We have cheerleaders at the high school where I teach, but they’re sure as hell not like the cheerleaders in Megan Abbott’s compelling YA novel, Dare Me. These girls are vicious.
Addy Hanlon is the narrator of this sordid tale.
There I am, Addy Hanlon, sixteen years old, hair like a long taffy pull and skin tight as a rubber band. I am on the gym floor, my girl Beth beside me, our cherried smiles and spray-tanned legs, ponytails bobbing in sync.
Her ‘girl’ is Beth Cassidy, an acerbic teen who spits out insults like bullets. Beth and Addy have been besties since they were young enough to “hang on the monkey bars, hooking [their] legs round each other.” Now they rule their school, part of a cheer squad that makes boys go weak in the knees and girls run for cover when they swagger down the hall, an impenetrable mass of venom.
Ages fourteen to eighteen, a girl needs something to kill all that time, that endless itchy waiting, every hour, every day for something – anything – to happen.
The social order of things is thrown into disarray, though, when the squad gets a new coach.
The New Coach. Did she look at us that first week and see past the glossed hair and shiny legs, our glittered brow bones and girl bravado? See past all the that to everything beneath, all our miseries, the way we all hated ourselves but much more everyone else? Could she see past all that to something else, something quivering and real, something poised to be transformed, turned out, made? See that she could make us, stick her hands in our glitter-gritted insides and build us into magnificent teen gladiators.

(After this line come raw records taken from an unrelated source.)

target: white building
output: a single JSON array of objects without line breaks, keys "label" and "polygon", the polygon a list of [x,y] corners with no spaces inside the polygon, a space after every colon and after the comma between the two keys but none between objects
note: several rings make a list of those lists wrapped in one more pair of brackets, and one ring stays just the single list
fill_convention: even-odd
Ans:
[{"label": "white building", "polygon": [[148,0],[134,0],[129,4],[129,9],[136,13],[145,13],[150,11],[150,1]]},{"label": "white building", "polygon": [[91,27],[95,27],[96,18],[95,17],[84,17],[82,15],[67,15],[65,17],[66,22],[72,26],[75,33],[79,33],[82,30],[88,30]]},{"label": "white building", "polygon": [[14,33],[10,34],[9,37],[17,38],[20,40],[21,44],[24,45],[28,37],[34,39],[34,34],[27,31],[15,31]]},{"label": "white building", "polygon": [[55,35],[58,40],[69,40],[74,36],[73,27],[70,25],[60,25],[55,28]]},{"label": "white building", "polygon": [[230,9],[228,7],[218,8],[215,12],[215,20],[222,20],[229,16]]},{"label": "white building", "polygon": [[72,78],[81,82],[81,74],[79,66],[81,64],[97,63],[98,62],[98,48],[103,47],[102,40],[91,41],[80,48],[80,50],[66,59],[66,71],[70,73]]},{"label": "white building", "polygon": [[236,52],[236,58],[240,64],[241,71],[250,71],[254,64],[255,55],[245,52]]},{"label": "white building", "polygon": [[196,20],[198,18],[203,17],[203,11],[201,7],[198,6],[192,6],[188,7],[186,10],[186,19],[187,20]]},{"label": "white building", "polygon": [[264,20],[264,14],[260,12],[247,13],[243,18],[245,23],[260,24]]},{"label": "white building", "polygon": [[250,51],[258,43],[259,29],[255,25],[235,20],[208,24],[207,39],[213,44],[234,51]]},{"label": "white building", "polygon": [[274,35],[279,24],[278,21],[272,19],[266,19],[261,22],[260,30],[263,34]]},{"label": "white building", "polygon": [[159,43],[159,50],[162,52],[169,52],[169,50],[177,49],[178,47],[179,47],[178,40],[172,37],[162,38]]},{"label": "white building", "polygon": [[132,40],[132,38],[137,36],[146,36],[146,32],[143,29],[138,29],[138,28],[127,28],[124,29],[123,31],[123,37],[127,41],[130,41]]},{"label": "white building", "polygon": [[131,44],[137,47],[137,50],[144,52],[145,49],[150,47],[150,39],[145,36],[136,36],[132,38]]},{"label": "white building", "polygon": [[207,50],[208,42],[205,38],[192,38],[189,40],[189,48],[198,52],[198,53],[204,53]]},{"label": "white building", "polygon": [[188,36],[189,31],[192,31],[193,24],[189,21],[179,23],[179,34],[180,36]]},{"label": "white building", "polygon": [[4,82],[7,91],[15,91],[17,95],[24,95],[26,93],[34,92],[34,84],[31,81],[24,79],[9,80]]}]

Colette French is demanding. On the second day she “takes a piece of Emily’s flab in her fingers” and tells her to “fix it.” The girls discover they can’t fluster her, that she is already bored with their nonsense. Then, Coach dismisses Beth as captain, saying that she doesn’t “see any need for a captain.”
Addy knows Beth’s response, when it comes, will change everything, and it does.
Dare Me is a riveting look at the world of girls on the cusp of adulthood and the woman who allows them a glimpse of what waits for them on the other side. There are no parents here, no sane adults to pull back the reins. Even Coach, who seems dazzling and perfect to the cheerleaders, is soon revealed as damaged and flawed. Addy is particularly taken with Coach and as their relationship morphs into something more intimate, Addy realizes she’s been “waiting forever, my palm raised. Waiting for someone to take my girl body and turn it out.”
I can’t express how terrific this book is. The writing is dazzling; it was like a mouth full of pop-rocks, you know that candy that fizzes in your mouth? Watching Addy try to navigate her sixteenth year, despite the fact that the world of cheer-leading is totally alien to me, was a thing of horrible beauty.